Should I bootstrap Spline term construction?

Dear Professor Harrell,

I wonder if we should bootstrap the construction of smoothing splines?

I am modelling a logistic model with smoothing term in brms (and mgcv). When performing Bootstrap, a normal replaced resampling of dataset by convention can lead to destructive error from smooth construction where an insufficient number of data points are provided.

I am therefore thinking of a Bayesian-style Bootstrap (mimicking the implementation of package bayesboot) where, rather than resample the dataset, I sample the weight for each observation, following a Dirichlet distribution and feed it to brms (or mgcv with quasibinomial family). However, looking at the code generated makes me wonder. As the construction of smoothing term effectively still used the full training feature space and not surrogate one, would that cause an underestimation of overoptimism? On the flip side, judging from mgcv code, I think (!!) the construction of s(x) does not depend on outcome y (the smooth coefficients do, the basic functions don’t). Therefore, maybe indeed it makes more sense to not bootstrapping it? But I’m not sure.

Please I wonder how such situation was implemented in rms? Did you came across the instability in smooth term construction?

Splines are a means to an end and the basic functions (spline terms in the regression) are quite arbitrary. Coefficients of basis functions can fly around even thought the predicted values don’t. Consider looking at a set of say 10 predicted values to see how they vary over samples.

Thank you. If I get it correctly, the constructed spline terms are not completely translatable to prediction per se. As they are just some “numbers”, I guess it is not harmful for splines (rcs or s) to be constructed before the bootstrap process, even better given the extra stability?

FWIW, here’s a Bayesian GAM R package that should give you credible intervals for the smooth splines, and also does variable selection:

1 Like

Thanks. Sorry I did not make it clearly. I was doing bootstrap for estimating bias in c-index and calibration. Rms has its own function but gam doesn’t. I did two strategies:

  1. Bootstrap → mgcv::gam on each bootstrap dataset. Both smooth construction and model fitter were not aware of left-out observations. c-idx bias was about 0.1
  2. Construct the s before bootstrap. This is a bit trickier, done by sampling the observational weights and feed it into mgcv::gam. Something like:
 i <- sample(nrow(real_df), size=nrow(real_df), replace = TRUE)
bootdf <- real_df[i,]
# Get the weights for each observation
weights <-  bootdf |> summarise(W = n(), .by=id) |> 
            tidyr::complete(real_df$id), fill=list(W=0))
real_df <- left_join(real_df, weights, by=id)
boot_fit <- mgcv::gam(y ~ s(x), weights=W, data=real_df) 
# this call remove observations with weights 0 in model fitter, but still include them in the smooth construction

This get me bias = 0.01.

Not clear if this is a problem for you but be sure to favor the Efron-Gong optimism bootstrap and not some out-of-bag variant.
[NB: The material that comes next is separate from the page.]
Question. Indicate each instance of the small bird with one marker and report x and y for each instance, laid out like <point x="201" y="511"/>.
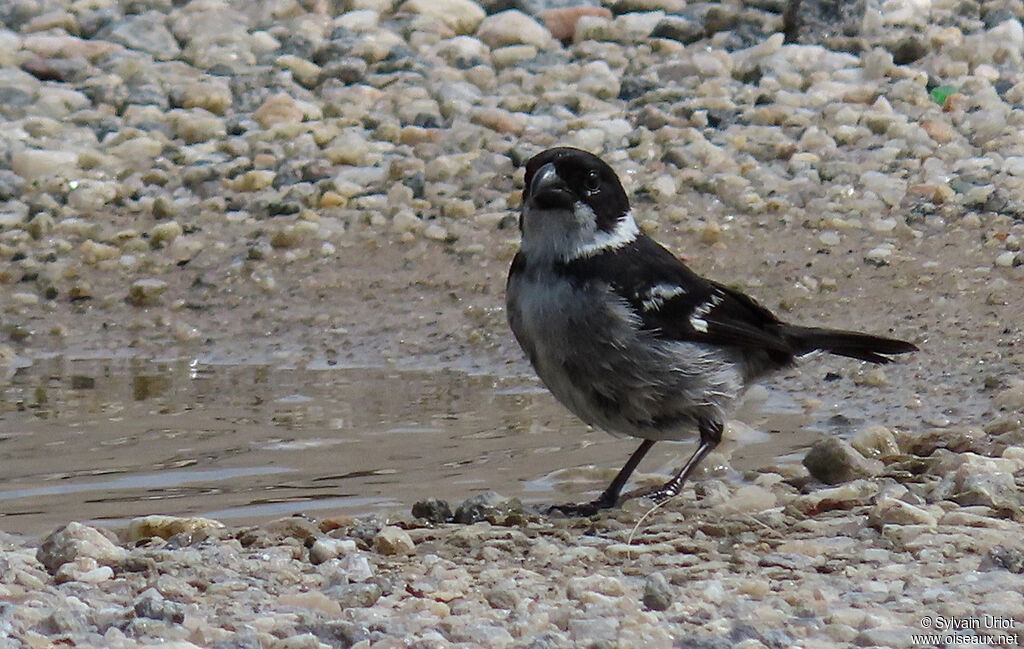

Right you can construct the spline basis functions using unsupervised learning as a one-time thing up front.

Spline terms need to be treated as connected always.

Thank you for pointing it out. This made me realised that the my number of parameters p might be a bit large compared to effective sample size n that optimism bootstrap has started breaking down, leading to such unstable behaviour. If out-of-bag (I think you mean cross validation) is not preferred, please do you have any advice?

But this might be a good case study, the convenient implicit knots in mgcv has got me off guard.

Good observation. If “out of bag” applies to what you did, this is a common misunderstanding of the Efron-Gong optimism estimator which does not involve any out of bag operations. It compares model performance from the bootstrap sample to performance on the whole sample.

Ah no. I did not do anything strange. I honestly thought out-of-bag is related to cross validations (let’s pretend I did not come across the term out-of-bootstrap when researching this).

This was what I did, following your books that, for any metric, the expected bias between bootstrap dataset and whole sample/real dataset → expected bias between whole sample and the population. This method was quite good for most statistical models I have built. This is first time it failed silently.

1 Like

The main occasion when I’ve seen the optimism bootstrap fail is in the p >> N case where the bootstrap tells you you have really bad overfitting and repeated cross-validation properly tells you you have tragic overfitting.